Don't think that the scene where the kids are goaded into worshipping a cardboard cutout of George W. Bush is anything but worship. Oh sure, they call it "blessing" him, but it's idol worship – which, the last time I checked, was a direct violation of the Ten Commandments. Think they worshipped a cutout of Clinton the same way? It's doubtful, seeing as they're given these children a day-long lesson on the evils of abortion and telling them to pray for Bush to appoint a judge that's friendly with criminalizing the practice. They're part of God's Army now, and they need to make sure that Congress and the White House are stacked with their Generals. And that's to say nothing of the fact that there's no need to have any kind of discussion with eight year-olds about abortion.
If people were taking their children to Yankee Camp and teaching them to worship Derek Jeter, we'd claim it was a disturbed cult. If they were headed to Phish camp and taught about marijuana, it'd be a crime. And yet I'd ask you how it's any different at all to take these kids and form their spirituality for them. And then take it a step further and make them a group of pawns to guarantee future electoral success.
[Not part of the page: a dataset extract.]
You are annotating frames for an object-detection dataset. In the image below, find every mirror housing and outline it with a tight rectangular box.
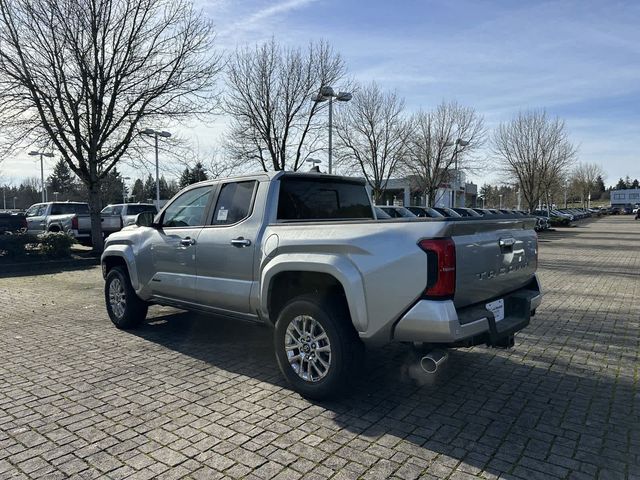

Don't be fooled by the morons who tell you this is a movie that's liberally biased against Christianity. Oh, it's liberally biased all right, but not against Christianity – it's biased against child abuse, and these "Christians" just happen to practice one of the most covert and yet, somehow, blatantly obvious forms of it. This is not an art film. It's not beautifully photographed. It's not fair and balanced. It's not a flight of narrative genius. All the director/producers had to do was show up, point, and shoot.
But as an exposé into an absolutely terrifying form of the same training that was most notably popularized by Hitler and, more recently, Al Qaeda, it's as important as anything you'll see this year. Especially when you realize that these people are milking these children and their delicate psyches until they break. Those that do have had the capacity to bomb abortion clinics. For starters. Is anyone stupid enough to believe that it's going to stop there?